Of course, every religion has a symbol or talisman—an object its members can identify with and look to as a unifying icon. For devout fashionistas? Behold, the mighty stiletto: the Mercedes-Benz of women’s shoes, the highest of high, the thinnest of thin, the spikiest of spikes. It's defined by a long, skinny heel, 1 to 8 inches in height. The always classic—though not always popular—stiletto has been slenderizing legs and perfecting the posture of style-obsessed women for decades.
But wearer be warned, even the most poised can fall from a lofty perch. Just ask poor Milana Keller, the model who semi-famously tripped on her precarious stilts twice during Dior’s 2008 Resort collection show.
Dangerous by design—the name "stiletto" comes from the Italian for dagger—it first strutted down the runway of Christian Dior in 1955, the invention of the inimitable Roger Vivier. Immediately, the killer heel was all the rage. Who could forget Marilyn Monroe teetering on those Ferragamo pumps as she ran to catch the departing train in "Some Like It Hot," as Jack Lemmon proclaimed, “Look how she moves! It’s like Jell-O on springs.”
With the ’60s came the Mod movement and its flats, platforms and laissez faire attitude toward wearing brassieres. Thankfully, a Spanish visionary by the name of Manolo Blahnik revived the stiletto just in time for the ’70s. As a result, Bianca Jagger didn’t have to wear anything with spurs while riding into Studio 54 on a white horse. The ’80s saw shoulder pads and cowboy boots, but still the stiletto persevered. It even weathered the anti-glamorous grunge era known as the early ’90s.

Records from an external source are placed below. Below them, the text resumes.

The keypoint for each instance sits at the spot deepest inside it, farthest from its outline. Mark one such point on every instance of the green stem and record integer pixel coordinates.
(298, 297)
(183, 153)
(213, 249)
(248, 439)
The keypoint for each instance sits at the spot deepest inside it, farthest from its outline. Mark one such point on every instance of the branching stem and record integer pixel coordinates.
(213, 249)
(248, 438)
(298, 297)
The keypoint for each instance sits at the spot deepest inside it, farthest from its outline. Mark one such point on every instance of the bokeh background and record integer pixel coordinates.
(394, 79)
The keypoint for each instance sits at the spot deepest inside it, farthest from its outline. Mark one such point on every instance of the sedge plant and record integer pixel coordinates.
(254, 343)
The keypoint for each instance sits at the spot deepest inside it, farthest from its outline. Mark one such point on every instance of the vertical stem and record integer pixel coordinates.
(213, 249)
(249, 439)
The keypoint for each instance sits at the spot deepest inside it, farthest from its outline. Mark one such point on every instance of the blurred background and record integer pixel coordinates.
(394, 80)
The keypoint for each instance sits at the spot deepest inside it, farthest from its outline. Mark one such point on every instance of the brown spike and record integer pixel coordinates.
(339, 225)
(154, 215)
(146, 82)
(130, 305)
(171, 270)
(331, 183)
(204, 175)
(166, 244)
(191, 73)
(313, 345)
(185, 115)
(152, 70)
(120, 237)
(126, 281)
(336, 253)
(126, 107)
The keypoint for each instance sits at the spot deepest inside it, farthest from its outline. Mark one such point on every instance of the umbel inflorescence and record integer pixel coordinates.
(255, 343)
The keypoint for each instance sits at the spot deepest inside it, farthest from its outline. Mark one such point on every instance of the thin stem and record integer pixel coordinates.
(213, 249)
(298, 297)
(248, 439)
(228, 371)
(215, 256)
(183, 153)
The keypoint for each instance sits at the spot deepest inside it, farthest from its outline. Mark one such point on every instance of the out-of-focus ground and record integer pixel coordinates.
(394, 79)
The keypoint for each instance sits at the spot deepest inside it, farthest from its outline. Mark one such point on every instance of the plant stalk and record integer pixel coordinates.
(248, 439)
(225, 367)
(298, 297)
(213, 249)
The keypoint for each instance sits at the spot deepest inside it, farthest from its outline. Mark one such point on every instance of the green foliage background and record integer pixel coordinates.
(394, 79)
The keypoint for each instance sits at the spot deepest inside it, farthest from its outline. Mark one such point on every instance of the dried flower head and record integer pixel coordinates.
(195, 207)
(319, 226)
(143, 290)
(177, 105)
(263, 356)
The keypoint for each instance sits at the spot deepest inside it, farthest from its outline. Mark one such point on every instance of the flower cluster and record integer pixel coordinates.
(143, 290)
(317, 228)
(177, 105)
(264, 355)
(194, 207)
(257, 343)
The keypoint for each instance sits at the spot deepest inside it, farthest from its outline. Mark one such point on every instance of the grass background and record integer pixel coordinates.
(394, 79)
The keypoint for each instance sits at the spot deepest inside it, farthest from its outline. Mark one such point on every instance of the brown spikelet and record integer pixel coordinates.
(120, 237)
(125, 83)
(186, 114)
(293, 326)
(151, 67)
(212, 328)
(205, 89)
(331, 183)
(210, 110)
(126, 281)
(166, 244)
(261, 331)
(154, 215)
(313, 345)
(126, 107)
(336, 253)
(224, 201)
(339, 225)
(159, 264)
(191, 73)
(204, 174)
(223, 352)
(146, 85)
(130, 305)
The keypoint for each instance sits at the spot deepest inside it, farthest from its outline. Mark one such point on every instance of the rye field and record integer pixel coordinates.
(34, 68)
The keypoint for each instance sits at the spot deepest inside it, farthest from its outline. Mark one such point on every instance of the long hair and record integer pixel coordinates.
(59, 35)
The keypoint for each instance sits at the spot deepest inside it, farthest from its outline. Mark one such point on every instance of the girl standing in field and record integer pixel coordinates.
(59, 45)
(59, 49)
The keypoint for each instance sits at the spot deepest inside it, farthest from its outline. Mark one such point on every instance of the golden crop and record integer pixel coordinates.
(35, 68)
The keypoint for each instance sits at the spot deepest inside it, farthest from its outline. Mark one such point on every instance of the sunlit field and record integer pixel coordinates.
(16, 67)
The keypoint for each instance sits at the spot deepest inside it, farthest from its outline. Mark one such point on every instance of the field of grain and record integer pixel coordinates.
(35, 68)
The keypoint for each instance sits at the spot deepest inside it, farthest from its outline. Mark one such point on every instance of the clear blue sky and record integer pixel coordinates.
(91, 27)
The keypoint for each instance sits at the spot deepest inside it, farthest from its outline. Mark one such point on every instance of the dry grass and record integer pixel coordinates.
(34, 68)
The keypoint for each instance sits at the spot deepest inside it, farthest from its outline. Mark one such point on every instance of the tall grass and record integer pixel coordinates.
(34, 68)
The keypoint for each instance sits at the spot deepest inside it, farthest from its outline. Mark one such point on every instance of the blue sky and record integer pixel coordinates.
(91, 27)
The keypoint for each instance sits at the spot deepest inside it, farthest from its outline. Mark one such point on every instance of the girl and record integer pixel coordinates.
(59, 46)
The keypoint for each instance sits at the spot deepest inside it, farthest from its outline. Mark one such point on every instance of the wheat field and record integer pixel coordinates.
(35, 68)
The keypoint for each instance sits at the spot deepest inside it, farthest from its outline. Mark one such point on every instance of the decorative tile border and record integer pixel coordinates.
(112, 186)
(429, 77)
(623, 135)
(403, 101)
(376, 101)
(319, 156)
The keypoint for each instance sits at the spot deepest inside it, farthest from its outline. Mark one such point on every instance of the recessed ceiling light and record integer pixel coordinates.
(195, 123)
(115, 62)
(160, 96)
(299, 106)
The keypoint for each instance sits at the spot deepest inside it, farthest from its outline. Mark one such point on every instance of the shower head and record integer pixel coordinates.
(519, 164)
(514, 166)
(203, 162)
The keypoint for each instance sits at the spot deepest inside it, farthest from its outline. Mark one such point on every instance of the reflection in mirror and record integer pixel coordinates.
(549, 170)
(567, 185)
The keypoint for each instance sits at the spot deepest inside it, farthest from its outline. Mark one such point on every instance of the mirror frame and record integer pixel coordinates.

Perfectly paired with a cocktail dress, a show-stopping evening gown or skinny jeans and a T-shirt, the stiletto has become a fashion staple like the little black dress, pearls and Jackie O sunglasses—popular among woman who dare to be sexy in an increasingly dull, Golden Globe-less world.
You don’t have to drop $750 on a pair of lime-green Manolo Blahnik Sex and the City-like ankle-wrap sandals to feel stylish. For the budget-conscious, anyone with feet can find something at DSW, Forever 21, Payless or Downtown’s Soho Shoes. For those with a little more money to spend, there’s Kenneth Cole, ALDO, and Charles David. And for class as high as the heels themselves, blow the next three months’ rent at Diavolina, Neiman Marcus, Sigerson Morrison, LF Stores or Stella McCartney.
Your feet probably won’t thank you for it, but it’s not like you use your pinkie toes for anything, right?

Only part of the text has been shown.